1. Ankle pumps
With your leg straight, bend your ankle up (toes pointing straight up) and down (toes pointing straight out ahead of you). Do 10 repetitions. Also, spell out the alphabet (A, B, C, D, etc) forward and backward using your big toe as the pen or pencil.
2. Quad sets, towel props
With your leg straight out and your foot and ankle resting on a rolled towel, tighten the front of your thigh (quad muscles) and try to push the back of your knee flat down towards the bed. Hold the leg in this position for 10 seconds, then relax.
3. Gluteal squeezes
While laying flat on your back, squeeze your butt muscles (gluteals) together and hold together for 10 seconds, then relax.
4. Prone hangs
While laying flat on your stomach and your legs hanging off the edge of the bed, position the leg so that the kneecap is comfortably just off the edge of the bed. Simply relax your body and your legs so that your knee straightens out and stretches the back of your knee. Hold in this position for 5 minutes or as long as tolerated if less than 5 minutes.
5. Sitting knee flexion
While sitting in a chair, use the non-surgical leg to support the surgical leg, and slowly allow the surgical leg to go down to 90 degrees of flexion to the legs of the chair, hold with the knee bent for 5 seconds, then use the non-surgical leg to lift up and straighten the surgical leg all the way back to straight-leg position. Perform 15 repetitions, 3 sets per day.

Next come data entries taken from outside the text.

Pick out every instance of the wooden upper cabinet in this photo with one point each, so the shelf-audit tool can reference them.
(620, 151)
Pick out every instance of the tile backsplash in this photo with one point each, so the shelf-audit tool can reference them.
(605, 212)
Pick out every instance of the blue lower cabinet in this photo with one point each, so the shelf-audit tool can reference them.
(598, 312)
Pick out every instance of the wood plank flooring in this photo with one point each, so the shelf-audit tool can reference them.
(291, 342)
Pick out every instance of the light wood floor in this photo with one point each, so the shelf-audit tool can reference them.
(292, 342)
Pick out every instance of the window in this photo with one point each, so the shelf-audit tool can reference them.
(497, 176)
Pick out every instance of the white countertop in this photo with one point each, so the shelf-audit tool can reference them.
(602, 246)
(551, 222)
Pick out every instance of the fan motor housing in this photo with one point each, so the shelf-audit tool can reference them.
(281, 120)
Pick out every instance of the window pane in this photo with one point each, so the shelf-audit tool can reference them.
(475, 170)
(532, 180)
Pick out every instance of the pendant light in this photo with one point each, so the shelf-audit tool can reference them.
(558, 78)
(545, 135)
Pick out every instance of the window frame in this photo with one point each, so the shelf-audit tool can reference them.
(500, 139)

6. Side-lying hip abduction
While laying on your side (both surgical and non-surgical), with the knee brace on, locked straight out in extension, lift the leg up approximately 18 to 24 inches, as shown to the right. Perform 15 repetitions, 3 sets per day.
7. Prone hip extension
While laying flat on your belly with the brace on, locked straight out in extension, lift the leg up approximately 6 to 12 inches, as shown to the right. Perform 15 repetitions, 3 sets per day.
8. Patellar mobilizations
Do not begin these until your sutures are removed. With your leg straight out, use both hands to move your kneecap in four different directions. First, push the kneecap left and hold it for 10 seconds. Next, push the kneecap right and hold it for 10 seconds. Then, push the kneecap towards your toes and hold it for 10 seconds. Finally, pull the kneecap up towards your hip and hold it for 10 seconds. The total distance moved for each direction should be one inch or less. This is one repetiton. Perform 15 repetitions, 3 times per day.